Sunday, December 6, 2009

End of the World

Trying to walk to town from the lake with Ken. and Jes. All sorts of strange obstacles.

A bomb. People dismantling it. This town had been bombed in the past...like a kind of Hiroshima. You could see corners and hideaways where you knew the people must have ran. A little closet room that I knew had been occupied by an Asian teen...knew exactly how she would have come in and out through a side door, an entrance hidden from full view, to go about her teenage antics.

Still, always, trying to make it through the angular streets to downtown.

Then, a military group working near a warehouse open a sliding panel to an underground storage facility that had not know was there. A full size military ship is stored there and it has been sabotaged with a bomb. Confusion. Chaos. People running away fast from the ship. I realize it must be too close to going off to try to disarm it. I'm standing next to someone I know...Ken. M? A baby carriage careens towards me, someone has pushed it away in a desperate attempt to save the child from the impending blast. The carriage is black. I grab it and take care of it. I start to run. I lose track of the friend I was with. My own child is in the closet room of the Asian girl, but he's a baby and swaddled under blankets. I am running towards the room and him.

At one point, I stop. I hesitate, turn, and look back. People still scattering as fast as they can. The futility of it comes over me. Oddly, I am not afraid. I'm thinking perhaps it is time to just kneel down and prepare for onslaught.

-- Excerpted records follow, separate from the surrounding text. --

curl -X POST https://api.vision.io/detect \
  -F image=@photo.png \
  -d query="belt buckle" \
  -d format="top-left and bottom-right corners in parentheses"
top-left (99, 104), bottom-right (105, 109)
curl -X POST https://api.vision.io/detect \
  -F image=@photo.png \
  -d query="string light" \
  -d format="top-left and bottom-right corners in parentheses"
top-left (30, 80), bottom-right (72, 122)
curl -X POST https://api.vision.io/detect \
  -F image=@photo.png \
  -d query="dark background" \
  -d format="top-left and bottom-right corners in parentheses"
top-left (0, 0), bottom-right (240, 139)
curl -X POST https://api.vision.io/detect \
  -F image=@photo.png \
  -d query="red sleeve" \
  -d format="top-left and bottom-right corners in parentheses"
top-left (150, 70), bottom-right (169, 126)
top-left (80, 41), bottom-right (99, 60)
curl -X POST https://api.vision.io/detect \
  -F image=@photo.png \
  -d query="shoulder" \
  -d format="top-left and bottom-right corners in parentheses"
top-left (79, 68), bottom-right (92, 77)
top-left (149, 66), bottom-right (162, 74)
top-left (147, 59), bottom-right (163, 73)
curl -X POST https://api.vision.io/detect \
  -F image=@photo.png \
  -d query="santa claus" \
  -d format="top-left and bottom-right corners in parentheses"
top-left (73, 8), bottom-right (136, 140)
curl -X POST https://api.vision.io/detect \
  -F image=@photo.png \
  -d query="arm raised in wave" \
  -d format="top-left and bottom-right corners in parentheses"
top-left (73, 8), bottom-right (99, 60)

The running will do no good. I am wishing everyone would stop running so that we might, at least, have the comfort of one another when the end sweeps over us. That thought reminds me of my child in the closet room. Yes, must get to him...must be with him when the end comes. I begin running with the carriage again. The explosion takes place behind me. The world is suddenly thick with swirling black ash, big like pieces of burned paper...it fills the air...it gags you....it wants into your lungs, to smother you. I do not stop running. Part of me knows that there is little chance that my child could still be alive and that I will be too late to die with him.

I make it to the closet, swing the door closed and am relieved by the sudden freedom from the ash. Curious, I open the side door into that hidden back yard and the air is clear there. It's freshness rushes into the room, pushes out the burnt air.